I am always bemused when I hear this “HP great, but failing to compete now” argument. My questions arise on two fronts:

HP’s greatness and research/innovation

Without doubt HP is a tremendously successful company. It dominates its field, ranks #1 in mark share for certain products, and can boast a few firsts as well. I have no particular beef against the company (despite HP/UX) and I think they were, as claimed on their web site, ahead of their times in some of the human resources practices, such as offering flex time, employee profit sharing and stock options, and employee health insurance. But what is also noticeable on the HP timeline web site is that what has flowed from HP Labs is a steady stream of evolutionary advances, not breakthrough inventions or innovation.

Compare the HP time line to That of AT&T’s Bell Laboratories. Bell Labs is (or was) the home of seven Nobel Laureates, the birthplace of the transistor, the Unix operating system, the C and C++ programming languages, information theory, the laser, as also significant advances in diverse fields such as photonics, astronomy, cryptography and digital music encoding.

My intent here is not to “diss” HP or HP Labs. HP’s ability to productise its advances, and in turn to target productive fields of research, is made apparent by the same comparison with AT&T (Bell Laboratories), and the current status of each: HP continues to be a successful and healthy company while AT&T and its spin-off Lucent Technologies (now Alcatel-Lucent) are languishing with little to show for their pioneering achievements.

HP’s consumer presence

When HP acquired Compaq, the latter had already lost a good bit of its standing as a top consumer computer systems manufacturer. Nimbler outfits like Dell had stolen the mantle from Compaq, and though HP leads the pack today in US and global desktop and laptop sales, I suspect this leadership is a result of corporate and government contracts, rather than consumer purchases (unfortunately I could not find any reliable data online that breaks down computer sales into consumer and corporate/governmental categories).

News and data are available for other forays by HP into consumer devices, and that news doesn’t speak well. For example, in 2007, HP abandoned the digital camera market, having shrunk from a meagre 7% market share in 2006 to 4% in 2007. HP’s acquisition of Palm and it’s possible entry into the mobile communication space and reentry into the tablet space will provide another data point.
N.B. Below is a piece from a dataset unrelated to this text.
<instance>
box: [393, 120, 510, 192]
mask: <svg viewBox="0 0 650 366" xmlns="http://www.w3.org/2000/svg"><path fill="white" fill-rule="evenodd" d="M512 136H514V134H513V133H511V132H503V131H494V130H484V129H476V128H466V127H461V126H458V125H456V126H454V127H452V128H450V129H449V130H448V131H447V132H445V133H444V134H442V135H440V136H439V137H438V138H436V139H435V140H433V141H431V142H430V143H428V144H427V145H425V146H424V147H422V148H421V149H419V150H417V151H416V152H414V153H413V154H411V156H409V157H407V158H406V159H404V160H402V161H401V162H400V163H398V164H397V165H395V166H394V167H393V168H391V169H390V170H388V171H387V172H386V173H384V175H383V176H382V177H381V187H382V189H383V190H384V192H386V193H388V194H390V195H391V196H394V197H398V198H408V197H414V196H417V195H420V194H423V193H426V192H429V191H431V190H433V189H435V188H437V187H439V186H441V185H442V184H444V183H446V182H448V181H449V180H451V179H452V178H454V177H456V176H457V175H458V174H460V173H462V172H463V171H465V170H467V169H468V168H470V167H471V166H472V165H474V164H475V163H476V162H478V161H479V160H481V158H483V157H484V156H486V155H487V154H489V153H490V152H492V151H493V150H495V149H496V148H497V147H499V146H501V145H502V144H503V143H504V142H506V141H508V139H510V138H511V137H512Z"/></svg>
But even there, with the dominance of Apple and Google’s Android based systems, we can somewhat safely predict that HP would be lucky to gain a double-digit market share.



In summary, (once again) my wish is not to trash talk about HP. A company that has demonstrated some level of decency towards it’s workers is commendable for that action alone. What I would like is for the media and bloggers to give the rest of us some insights into what they mean when they talk about HP’s greatness and innovation. For, it seems to me, HP’s lack of an answer to the iPad has nothing to do with lack of R&D, but likely more to do with the very strategy that makes HP successful: creating or leveraging relationships that facilitate volume sales. That works for netting multi-million dollar orders from the US Government, but, among other things, being in bed with Microsoft and at their mercy, rules out any chance of their developing something like the iPad (by the way, I think the iPad is over-hyped, but that’s another post). What am I missing?